Google’s parent Alphabet has lost a quarter of its value this year, after it reported weaker than expected revenue for the first quarter, with YouTube’s performance particularly disappointing.

Facebook’s parent also came in below analysts’ expectations in the first quarter, despite adding new users, and it has recently been reported that it has instituted a hiring freeze in certain parts of its business, though CEO Mark Zuckerberg has said that job cuts are not being planned.

That will come as a relief to the 3,000 Meta staff in Ireland and the 6,000 others here who support the company’s operations.

Apple announced plans for this extension to its Hollyhill campus in Cork

Could other tech firms cut jobs here?

But the PayPal situation does raise questions about whether we could still see wider lay-offs across the tech sector here, particularly among the large multinationals that the economy has become so dependent upon.

Elsewhere in the US and Europe, some tech companies have also begun to shave their global workforces, with recent redundancies at firms such as Robinhood, Hopin, Klarna, Peloton, Netflix and Fast Checkout, which closed down.

Here 162,000 people were employed in the Information and Communication Technology sector in the first three months of the year, according to the Labour Force Survey released by the CSO last week, but that was down 4,000 on the previous quarter.

So there is a lot to lose from any downturn in tech.

But those involved in the world of foreign direct investment (FDI) aren’t particularly concerned.

The IDA, which is due to report its mid-year results in July, appears to have had a strong first half performance, with a string of big and small job announcements, many in the tech sector.

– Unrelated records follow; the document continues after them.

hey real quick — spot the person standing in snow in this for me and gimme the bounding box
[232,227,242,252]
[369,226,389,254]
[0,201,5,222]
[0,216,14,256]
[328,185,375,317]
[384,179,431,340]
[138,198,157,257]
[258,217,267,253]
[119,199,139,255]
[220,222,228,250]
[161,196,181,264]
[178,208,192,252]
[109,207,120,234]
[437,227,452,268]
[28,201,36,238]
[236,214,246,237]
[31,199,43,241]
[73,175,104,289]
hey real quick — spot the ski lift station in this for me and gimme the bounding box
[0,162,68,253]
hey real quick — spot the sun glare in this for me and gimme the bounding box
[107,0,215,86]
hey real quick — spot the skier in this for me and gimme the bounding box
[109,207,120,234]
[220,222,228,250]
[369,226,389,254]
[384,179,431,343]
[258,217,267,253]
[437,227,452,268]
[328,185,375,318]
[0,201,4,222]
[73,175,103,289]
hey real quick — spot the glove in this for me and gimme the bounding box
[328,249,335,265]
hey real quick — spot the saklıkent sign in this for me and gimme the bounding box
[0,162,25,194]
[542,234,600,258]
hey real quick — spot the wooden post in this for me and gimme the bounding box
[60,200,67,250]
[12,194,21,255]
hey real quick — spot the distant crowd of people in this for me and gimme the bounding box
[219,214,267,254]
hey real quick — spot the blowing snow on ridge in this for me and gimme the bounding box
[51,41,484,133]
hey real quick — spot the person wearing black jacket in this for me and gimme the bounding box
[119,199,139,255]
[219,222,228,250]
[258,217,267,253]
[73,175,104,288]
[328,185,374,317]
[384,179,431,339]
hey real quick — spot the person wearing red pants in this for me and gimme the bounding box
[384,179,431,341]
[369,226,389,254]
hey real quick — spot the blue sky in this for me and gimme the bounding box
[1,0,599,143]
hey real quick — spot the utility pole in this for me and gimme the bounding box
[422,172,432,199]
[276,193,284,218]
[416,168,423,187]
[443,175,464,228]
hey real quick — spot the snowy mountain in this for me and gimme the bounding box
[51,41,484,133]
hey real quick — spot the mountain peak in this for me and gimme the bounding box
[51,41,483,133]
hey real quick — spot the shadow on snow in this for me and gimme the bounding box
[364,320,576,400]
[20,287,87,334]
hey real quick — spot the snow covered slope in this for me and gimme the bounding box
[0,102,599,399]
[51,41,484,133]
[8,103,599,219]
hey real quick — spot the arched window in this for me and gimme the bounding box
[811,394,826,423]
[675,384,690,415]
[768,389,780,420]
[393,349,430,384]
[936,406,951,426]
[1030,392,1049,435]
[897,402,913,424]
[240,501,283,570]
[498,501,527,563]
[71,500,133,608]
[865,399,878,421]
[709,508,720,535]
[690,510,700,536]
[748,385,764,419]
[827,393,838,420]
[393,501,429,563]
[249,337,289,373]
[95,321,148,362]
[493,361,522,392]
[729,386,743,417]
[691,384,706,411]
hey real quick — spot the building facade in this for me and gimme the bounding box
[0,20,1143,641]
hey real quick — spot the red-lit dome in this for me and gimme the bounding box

Apple’s commitment last week to build a new office block at its campus in Cork capable of seating up to 1,300 people, is the latest example of that.

The PayPal announcement is therefore not being seen yet as the canary in the coalmine, though that hasn’t been completely ruled out, despite Ireland’s now established position as a European tech hub.

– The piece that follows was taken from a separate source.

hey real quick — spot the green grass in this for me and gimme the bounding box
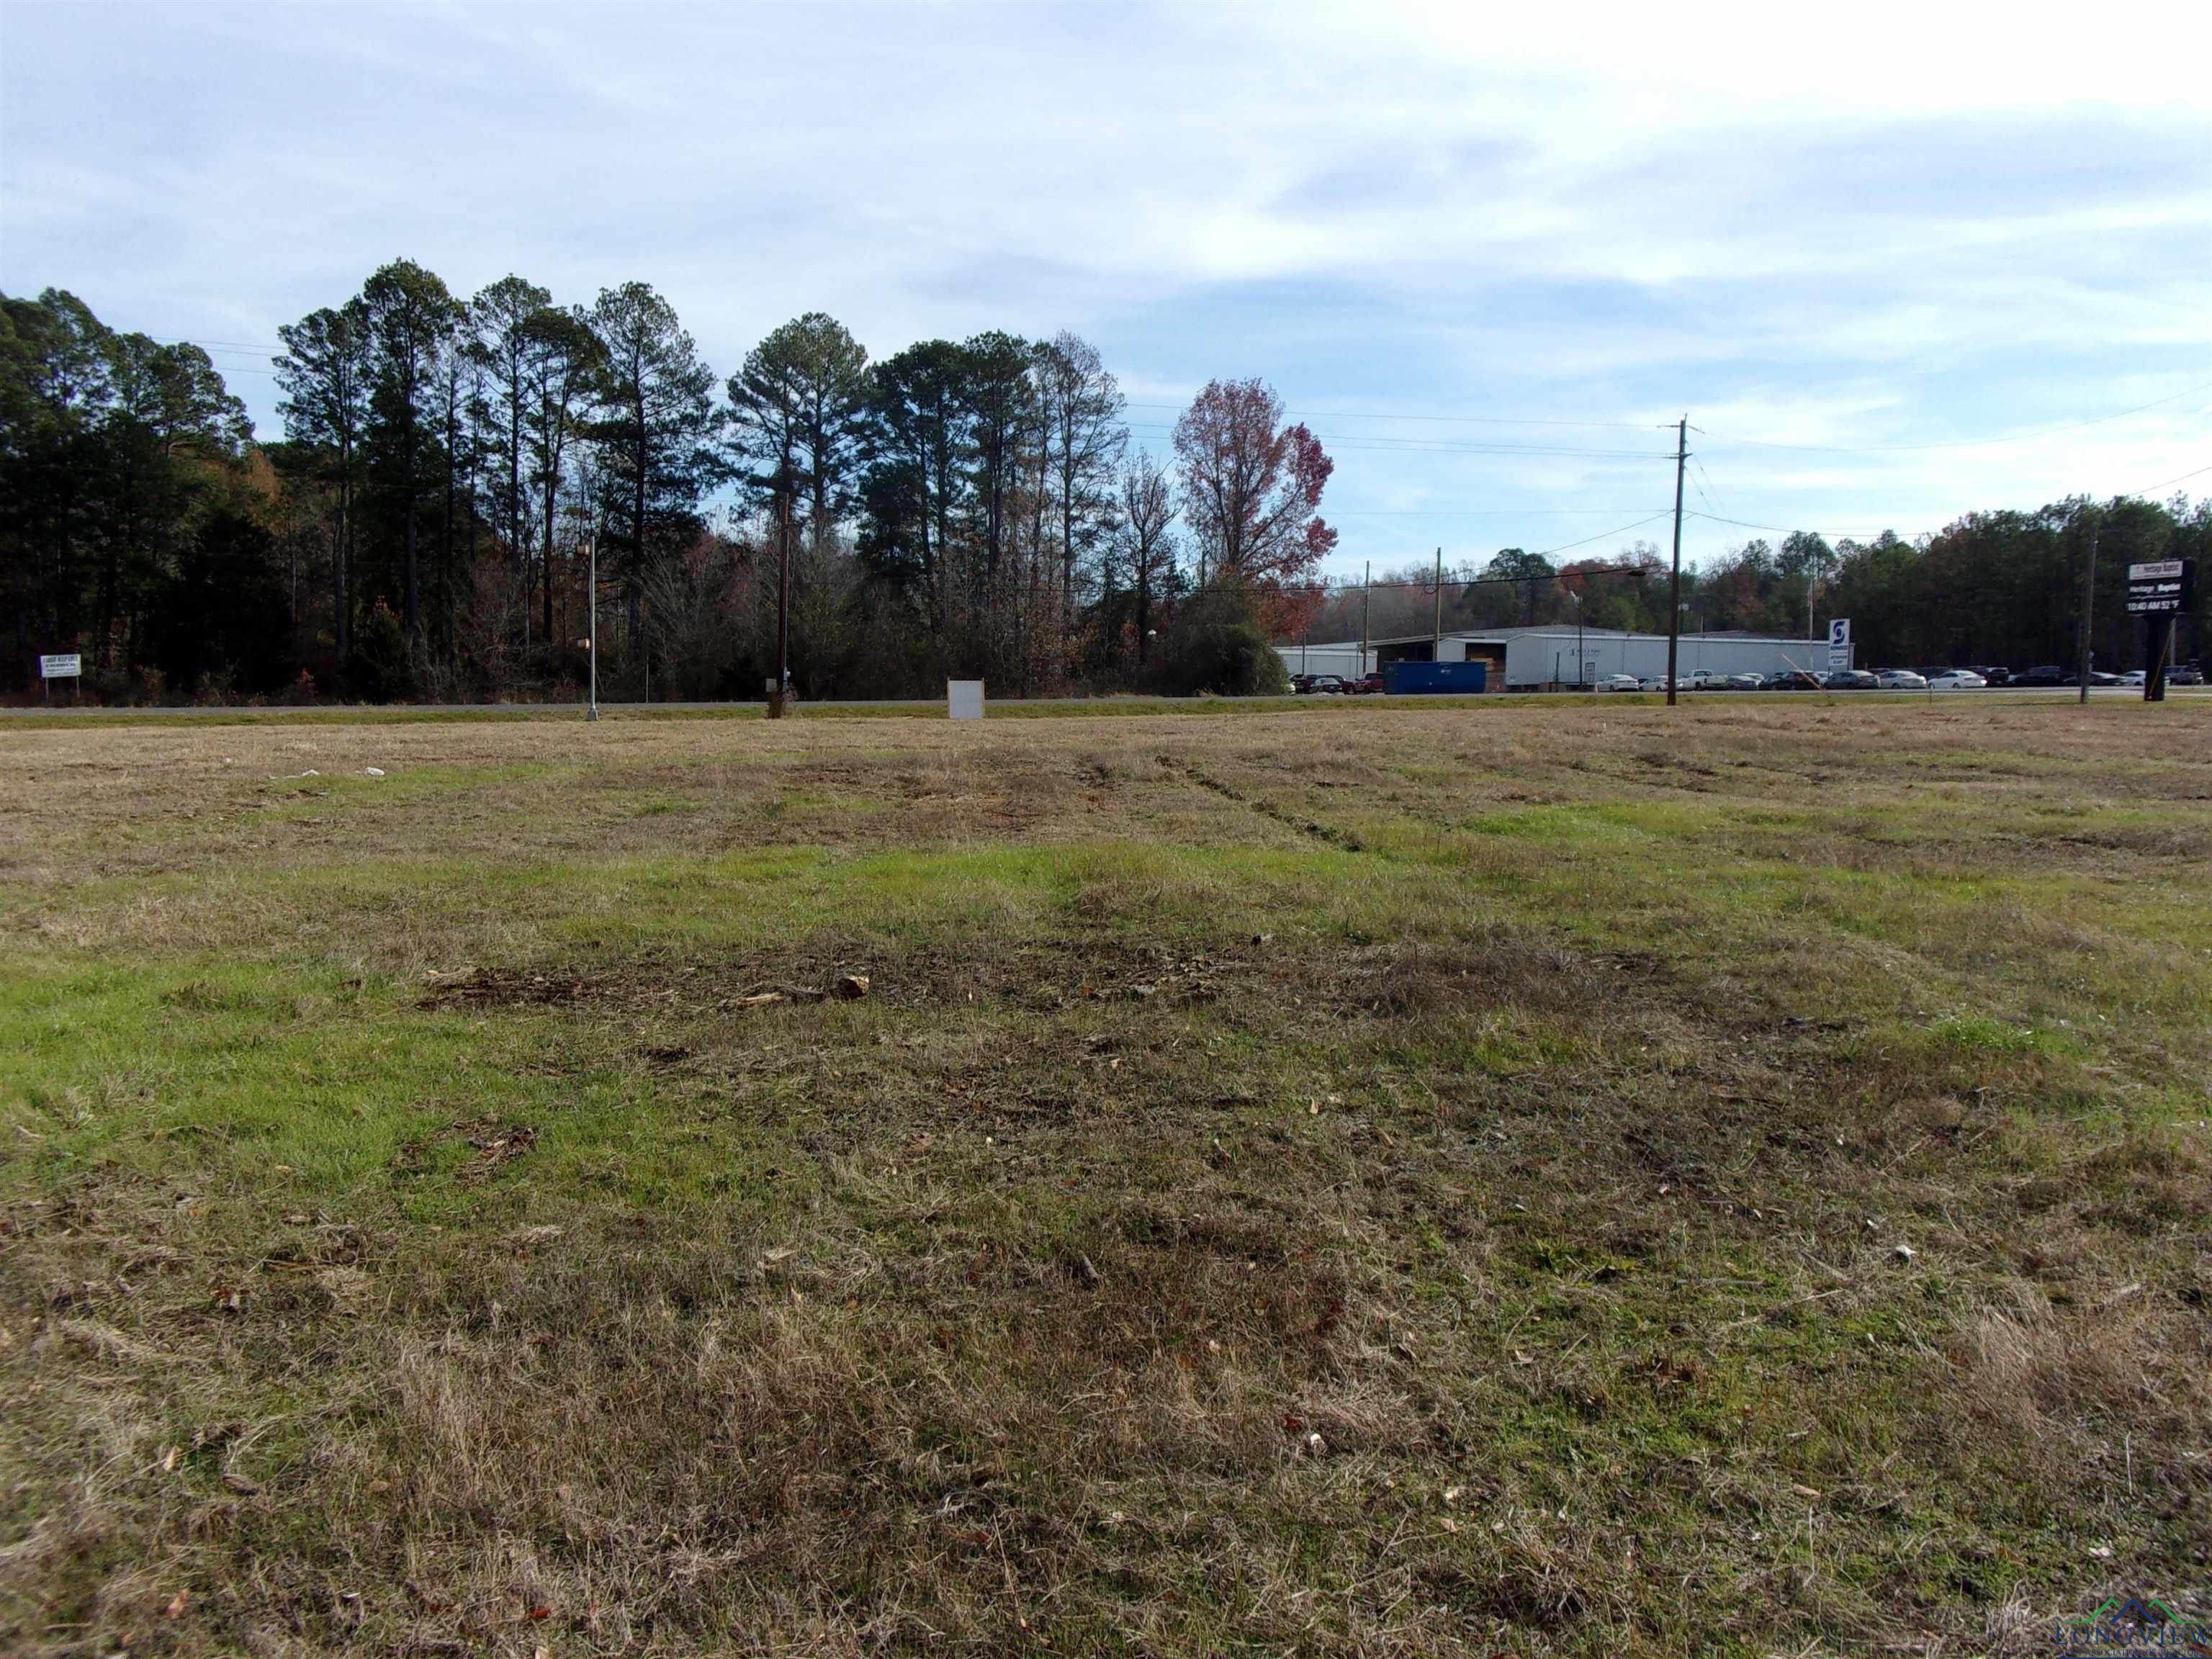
[1,700,2208,1655]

Financial analysts agree that despite the downward pressure on their share prices, the fundamentals of many tech firms remain strong and if impacted at all, employment in the sector here is more likely to be hit by the global economic slowdown than the end of the tech stock rally.

“A lot of those big names certainly did…spend a huge amount and took on an awful lot of staff during Covid, during the pandemic in response to the demand that they saw,” said Suzie Berkery, senior stockbroker at Cantor Fitzgerald.

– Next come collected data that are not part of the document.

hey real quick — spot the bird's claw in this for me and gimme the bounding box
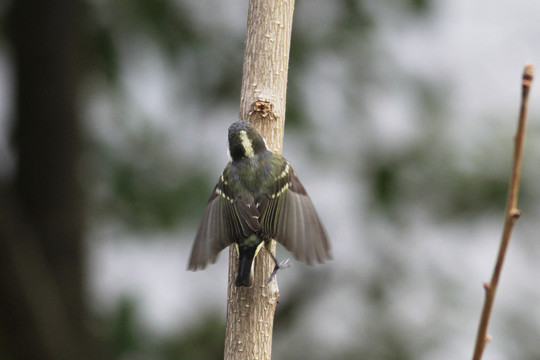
[265,257,291,285]
[278,258,291,269]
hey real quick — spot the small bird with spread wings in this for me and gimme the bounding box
[188,121,331,286]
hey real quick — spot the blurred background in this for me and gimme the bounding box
[1,0,540,359]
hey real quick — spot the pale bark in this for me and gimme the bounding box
[224,0,295,359]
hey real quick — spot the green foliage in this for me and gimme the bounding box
[446,173,508,217]
[99,299,224,360]
[87,25,119,83]
[408,0,430,13]
[372,162,398,208]
[367,149,510,221]
[338,0,374,33]
[87,125,213,229]
[159,315,225,360]
[108,159,211,229]
[108,298,141,358]
[110,0,198,54]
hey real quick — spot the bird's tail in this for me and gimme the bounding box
[236,247,256,287]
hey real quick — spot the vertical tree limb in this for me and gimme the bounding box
[224,0,295,359]
[471,64,534,360]
[1,1,102,359]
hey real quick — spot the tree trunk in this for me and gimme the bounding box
[224,0,295,359]
[0,1,100,359]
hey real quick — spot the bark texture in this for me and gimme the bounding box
[224,0,295,359]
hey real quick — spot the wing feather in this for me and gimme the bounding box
[188,171,261,270]
[188,186,228,270]
[259,162,331,265]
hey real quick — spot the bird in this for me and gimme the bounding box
[187,121,331,287]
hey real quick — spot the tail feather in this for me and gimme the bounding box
[236,248,256,287]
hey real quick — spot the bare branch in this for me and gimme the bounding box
[472,63,534,360]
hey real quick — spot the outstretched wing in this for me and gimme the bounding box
[259,161,331,265]
[188,169,260,270]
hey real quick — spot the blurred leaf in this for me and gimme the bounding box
[372,163,399,207]
[109,298,140,358]
[366,145,510,221]
[409,0,430,13]
[110,161,212,229]
[445,174,507,217]
[115,0,198,54]
[97,299,225,359]
[339,0,373,33]
[283,82,307,128]
[159,314,225,360]
[88,24,120,83]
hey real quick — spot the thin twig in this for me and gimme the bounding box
[472,64,534,360]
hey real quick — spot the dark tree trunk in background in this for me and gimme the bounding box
[0,1,98,359]
[10,0,83,312]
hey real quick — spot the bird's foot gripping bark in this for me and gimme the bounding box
[266,251,291,285]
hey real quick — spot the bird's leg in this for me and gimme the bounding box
[265,248,291,285]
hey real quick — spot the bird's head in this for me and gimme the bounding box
[228,121,268,161]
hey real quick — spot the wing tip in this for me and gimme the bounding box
[187,252,220,271]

“We’ve always said that what is going on in tech in the last few years is like the industrial revolution and we all know everything is moving that way, we’re all buying all these things, we’re all using them all.”

“And that isn’t changing. We got hit with a pandemic. We now are in the middle of the pay back of that really and also the supply chain issue is a big problem. But is that a reason to be worried or seeing them letting go of staff? No.”

Only time will tell.

But those in government, FDI and wider corporate circles will be very much hoping that analysis is right.